Looking back–and ahead
What amazes me when I think back to 2020 isn’t how small the beginning was, but how meaningful. DEI isn’t a box to check. It’s how we show up for each other through our questions, our decisions, our systems, and our culture.
At KQED, our DEI Director Candace Rucker recently reminded me that this work can’t stand still. “DEI has always been about making sure everyone has a place. At its core, it’s about lifting up all perspectives. When we bring together diversity of thought and experience, design systems with equity, and act with inclusion, we build the conditions for belonging, fairness and real innovation.”

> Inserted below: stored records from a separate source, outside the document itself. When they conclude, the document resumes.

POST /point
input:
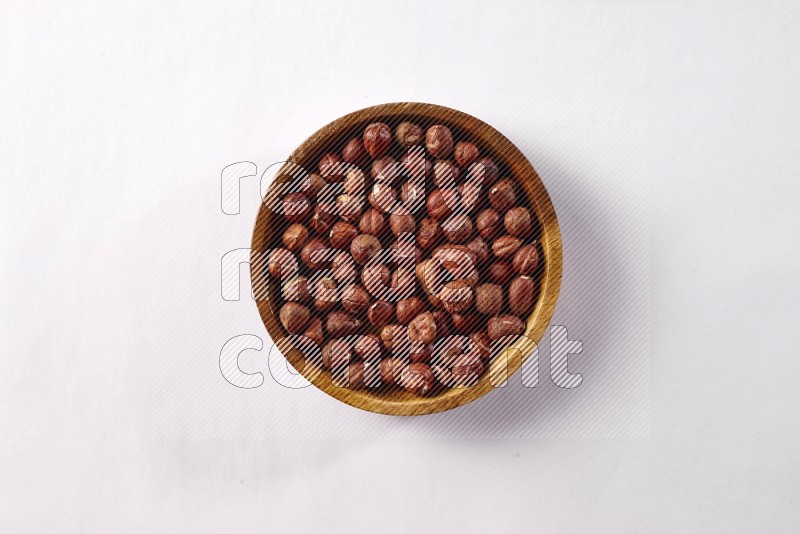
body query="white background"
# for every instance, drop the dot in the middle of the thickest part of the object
(667, 133)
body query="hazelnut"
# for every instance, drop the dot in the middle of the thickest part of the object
(457, 228)
(281, 264)
(354, 152)
(363, 247)
(294, 237)
(391, 369)
(488, 223)
(518, 222)
(445, 173)
(322, 220)
(394, 336)
(526, 259)
(417, 378)
(481, 344)
(373, 222)
(500, 272)
(405, 252)
(420, 353)
(367, 347)
(343, 268)
(314, 330)
(381, 164)
(422, 328)
(354, 182)
(440, 201)
(294, 317)
(505, 325)
(380, 312)
(470, 193)
(502, 196)
(458, 261)
(296, 207)
(349, 207)
(506, 246)
(521, 293)
(467, 369)
(314, 183)
(377, 139)
(411, 194)
(330, 167)
(336, 354)
(296, 290)
(402, 223)
(442, 320)
(326, 293)
(403, 282)
(430, 275)
(480, 248)
(457, 296)
(466, 322)
(408, 134)
(439, 141)
(408, 309)
(416, 164)
(342, 234)
(340, 324)
(315, 253)
(489, 299)
(429, 232)
(382, 197)
(376, 278)
(466, 153)
(355, 298)
(483, 172)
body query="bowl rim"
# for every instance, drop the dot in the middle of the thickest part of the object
(511, 359)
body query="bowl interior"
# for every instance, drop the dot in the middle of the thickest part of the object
(512, 163)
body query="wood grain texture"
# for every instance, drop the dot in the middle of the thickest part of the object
(492, 143)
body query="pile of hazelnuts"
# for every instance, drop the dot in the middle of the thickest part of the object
(409, 259)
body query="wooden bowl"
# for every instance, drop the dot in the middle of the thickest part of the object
(511, 162)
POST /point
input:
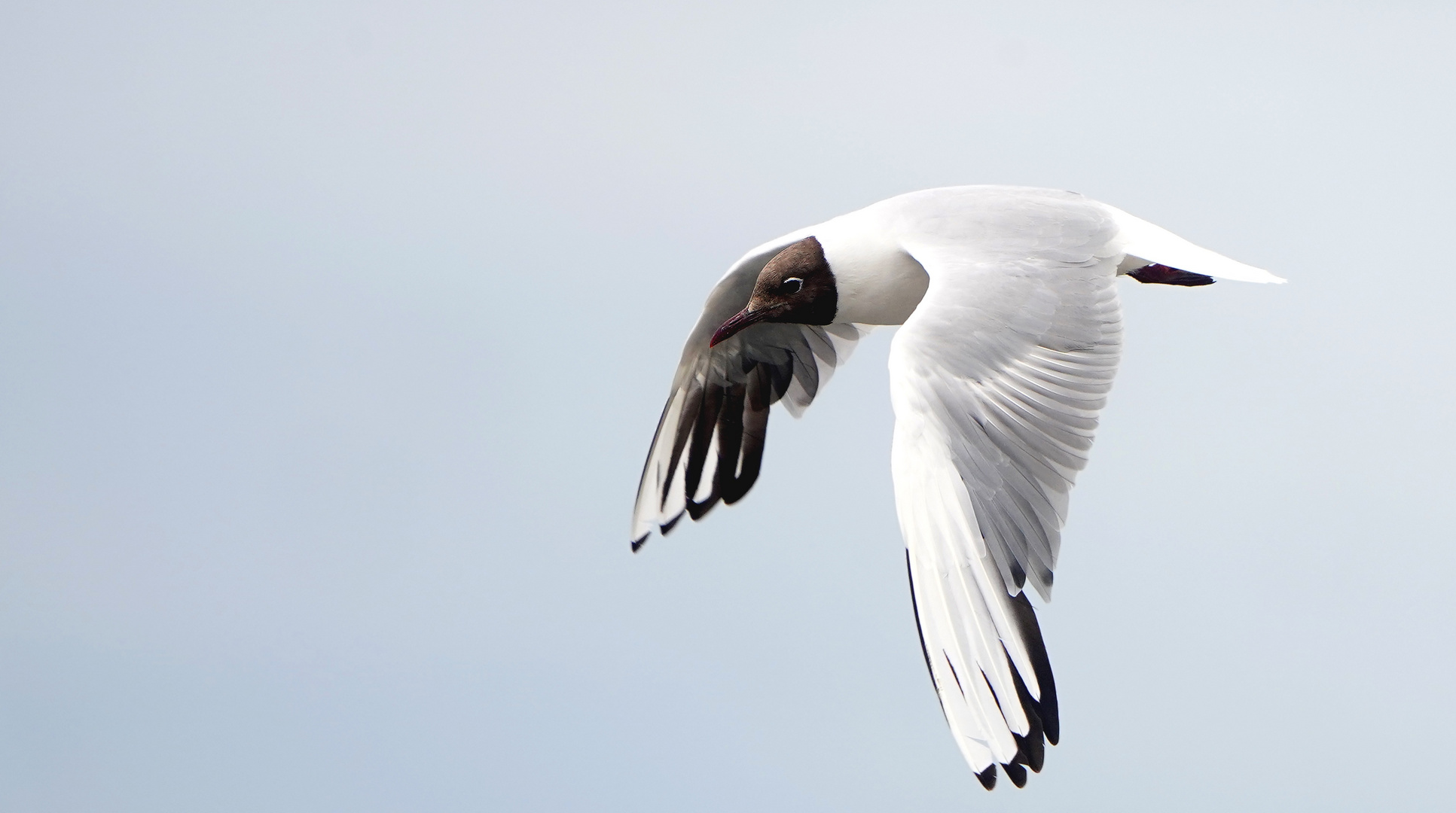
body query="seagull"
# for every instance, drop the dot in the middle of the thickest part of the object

Minal Bopaiah, owner of the human-centered design firm Brevity & Wit, adds: “Behavioral science tells us that novelty is great for sparking change, but not great at sustaining change. Sustained change takes discipline. Everyone who's passionate about DEI needs to remember that consistency is far more important than intensity. Small improvements over time will yield transformation more than disruptive acts that can be undone just as swiftly."
Their perspectives are a good reminder: the story of DEI is never just one person’s or one moment’s. It’s carried forward by practitioners, leaders, and teams who keep finding new ways to practice equity and belonging even when the landscape shifts.
Five years in, the language and the terrain around DEI may be evolving, sometimes even contested; but the urgency hasn’t faded. The question now isn’t whether your organization “does DEI.” It’s whether you are practicing equity, inclusion, and belonging every day.
That’s not a program. It’s a practice. And over time, that practice reshapes culture.